Rainforest Adventures offers tranquil day trip from San José

In The Tico Times, by MICHAEL KRUMHOLTZ | JUNE 3, 2016

The aerial tram at Rainforest Adventures glides over the dense rain forest near Braulio Carrillo National Park.

The aerial tram at Rainforest Adventures glides over the dense rain forest near Braulio Carrillo National Park.  (Courtesy of Alvaro Cubero/Rainforest Adventures)

Toucans and falcons soar above the lush rain forest neighboring the Braulio Carrillo National Park as a patch of fog settles in the distance. The birds’ mating calls are the only sound coming from outside our aerial tram as my guide from Rainforest Adventures, Luis Vargas, and I roll along the tree line through the rain forest.

Sometimes the postcard scenery you see on advertisements does come to life in Costa Rica. Once you get past the traffic and pollution so prevalent in San José, places as tranquil and beautiful as the Braulio Carrillo area are not too far away. Just an hour’s drive from the capital, Rainforest Adventures, located off Route 32, offers a great day trip for those wanting to hike, zipline, or just glide through the forest in an aerial tram.

Rainforest Adventure Tree Frog

Rainforest Adventures’ tram line, which Vargas said was the first of its kind ever built inside a tropical rain forest, extends 2.6 kilometers along a track that holds 24 gondolas. Donald Perry, the man who invented the canopy zipline, was also responsible for thinking up the Rainforest Adventures’ aerial tram, built in 1994.

The hour-and-a-half tour takes riders from the forest floor, where there’s the possibility of close-ups with wildlife and tropical plants, to the tops of the canopy, where amazing views of the rain forest await.

Besides birds, some of the most notable animals roaming the area here are jaguars, pumas, tapir, deer, monkeys and a litany of poisonous reptiles.

Rainforest Adventures Costa Rica

Terciopelos grow here like rice,” Vargas said, referring to the deadly fer-de-lance snake. “We’ve seen them up to two meters long. You have to remember this is a virgin rain forest.
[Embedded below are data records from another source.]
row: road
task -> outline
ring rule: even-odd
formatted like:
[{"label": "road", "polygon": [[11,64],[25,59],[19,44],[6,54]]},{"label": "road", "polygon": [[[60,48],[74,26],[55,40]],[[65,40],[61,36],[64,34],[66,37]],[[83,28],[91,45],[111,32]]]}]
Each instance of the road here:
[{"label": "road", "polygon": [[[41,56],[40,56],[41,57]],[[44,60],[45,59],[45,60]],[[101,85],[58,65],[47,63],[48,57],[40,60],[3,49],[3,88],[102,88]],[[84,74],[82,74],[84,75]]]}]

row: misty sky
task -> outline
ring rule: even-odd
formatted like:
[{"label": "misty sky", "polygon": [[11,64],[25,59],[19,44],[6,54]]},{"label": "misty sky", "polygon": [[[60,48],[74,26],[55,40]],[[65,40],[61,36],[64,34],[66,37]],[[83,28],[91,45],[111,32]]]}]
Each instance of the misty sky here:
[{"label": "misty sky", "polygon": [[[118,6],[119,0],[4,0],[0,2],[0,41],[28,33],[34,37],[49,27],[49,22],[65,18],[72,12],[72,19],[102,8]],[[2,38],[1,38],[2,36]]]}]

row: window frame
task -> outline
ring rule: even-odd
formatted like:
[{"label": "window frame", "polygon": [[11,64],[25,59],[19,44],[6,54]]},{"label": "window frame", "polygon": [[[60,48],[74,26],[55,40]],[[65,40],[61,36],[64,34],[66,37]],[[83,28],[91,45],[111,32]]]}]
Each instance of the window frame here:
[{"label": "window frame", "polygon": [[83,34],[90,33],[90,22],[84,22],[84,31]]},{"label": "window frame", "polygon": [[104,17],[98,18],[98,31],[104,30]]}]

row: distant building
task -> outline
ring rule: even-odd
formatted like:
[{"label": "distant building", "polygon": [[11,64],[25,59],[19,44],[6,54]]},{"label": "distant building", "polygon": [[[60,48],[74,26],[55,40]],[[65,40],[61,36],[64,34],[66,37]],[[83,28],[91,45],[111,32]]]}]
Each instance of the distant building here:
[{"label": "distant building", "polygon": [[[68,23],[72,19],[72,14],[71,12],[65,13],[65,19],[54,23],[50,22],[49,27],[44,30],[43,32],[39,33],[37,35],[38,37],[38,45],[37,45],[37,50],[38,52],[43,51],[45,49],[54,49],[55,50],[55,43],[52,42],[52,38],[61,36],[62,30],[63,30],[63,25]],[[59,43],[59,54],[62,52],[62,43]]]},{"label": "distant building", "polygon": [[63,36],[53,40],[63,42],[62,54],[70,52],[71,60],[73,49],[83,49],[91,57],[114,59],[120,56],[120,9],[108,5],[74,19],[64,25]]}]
We have a little bit of everything here.”

Vargas, who grew up on a nearby finca and has worked as a tour guide in rain forests for a variety of companies, then began to tell me a story about the time he was bitten by a highly venomous terciopelo.

He said the actual bite wasn’t as painful as one would expect, but after he saw two small bite marks on his foot he went back to identify the snake, and then he knew he had a limited amount of time to get to a hospital before serious damage would be done. Vargas calmly got himself to a hospital, where he could get antivenin and proper treatment.
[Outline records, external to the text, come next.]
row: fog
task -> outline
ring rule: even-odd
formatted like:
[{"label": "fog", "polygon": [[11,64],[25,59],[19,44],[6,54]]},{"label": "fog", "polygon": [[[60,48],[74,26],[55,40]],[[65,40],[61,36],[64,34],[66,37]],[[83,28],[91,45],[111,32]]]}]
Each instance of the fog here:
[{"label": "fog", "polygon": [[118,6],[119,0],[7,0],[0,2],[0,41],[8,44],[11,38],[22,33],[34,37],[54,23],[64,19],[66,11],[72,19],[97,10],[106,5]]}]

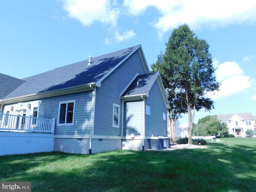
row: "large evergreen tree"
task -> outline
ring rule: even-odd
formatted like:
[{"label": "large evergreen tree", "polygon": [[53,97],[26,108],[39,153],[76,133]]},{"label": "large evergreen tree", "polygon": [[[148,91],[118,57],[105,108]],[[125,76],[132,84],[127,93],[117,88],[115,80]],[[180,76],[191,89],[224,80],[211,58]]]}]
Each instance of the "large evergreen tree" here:
[{"label": "large evergreen tree", "polygon": [[[187,24],[174,29],[166,46],[164,54],[158,56],[151,68],[160,72],[167,92],[173,95],[168,98],[169,102],[179,103],[178,106],[180,108],[176,110],[179,112],[178,115],[184,112],[186,105],[188,144],[191,144],[195,112],[214,108],[213,101],[207,94],[218,90],[220,84],[214,75],[209,45],[199,39]],[[169,89],[170,86],[172,88]]]}]

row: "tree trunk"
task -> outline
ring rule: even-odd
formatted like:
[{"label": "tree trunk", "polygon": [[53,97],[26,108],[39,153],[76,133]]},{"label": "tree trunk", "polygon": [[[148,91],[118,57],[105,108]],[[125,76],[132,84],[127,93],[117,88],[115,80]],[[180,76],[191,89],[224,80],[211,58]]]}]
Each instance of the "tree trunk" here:
[{"label": "tree trunk", "polygon": [[193,113],[190,106],[188,105],[188,144],[192,144],[192,131],[193,130],[193,124],[194,123],[194,118],[195,116],[195,111],[196,106],[194,105],[193,108]]},{"label": "tree trunk", "polygon": [[176,121],[174,121],[174,120],[173,120],[172,118],[170,118],[170,138],[171,140],[171,143],[175,143],[175,141],[174,140],[175,139],[175,130],[176,129],[176,125],[175,122]]}]

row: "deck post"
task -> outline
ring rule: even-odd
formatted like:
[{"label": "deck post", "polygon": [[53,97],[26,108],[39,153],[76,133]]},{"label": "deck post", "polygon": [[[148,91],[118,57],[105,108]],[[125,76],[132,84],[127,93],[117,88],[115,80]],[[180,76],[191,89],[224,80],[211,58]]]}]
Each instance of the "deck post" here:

(Courtesy of Alvaro Cubero/Rainforest Adventures)

However, he went on to say that the pain of the bite paled in comparison to the time he was bitten by a bullet ant when he grabbed hold of a branch in a forest in Sarapiquí. He said the intense pain lasted for days as he was hospitalized with the entire right side of his body burning from the ant’s toxins.

Bullet ants are also prevalent in the area, as suggested by an “Ant Crossing” sign near the front of the visitor’s section at Rainforest Adventures.

If creepy crawlers that can leave you on the verge of death aren’t your thing, then don’t fear. Unless you’re taking part in one of the multi-day camping trips through the forest that guides offer, you probably won’t be crossing paths with any venomous creatures.

Visitors ride the tram at Rainforest Adventures.

But, as Vargas pointed out, the abundance of these animals demonstrates the natural health of this rain forest. Unlike in a zoo, the animals could be anywhere at any time, which Vargas said points to the conservation efforts taken by the country in recent decades to help preserve national parks like Braulio Carrillo.

“Costa Rica has done a good job of conserving its forests,” Vargas said. “We’re not perfect by any means and we have room to improve, but the state has done a relatively good job.”

Vargas said the government could do a better job of forest conservation by providing better incentives to small-farm owners. As it stands now, he said, Costa Rica offers farmers $20 for every hectare of farmland where owners are reforesting, which is a figure that Vargas called embarrassingly low.

“That’s basically offensive to offer that,” he said. “It would be better if they didn’t pay them anything.”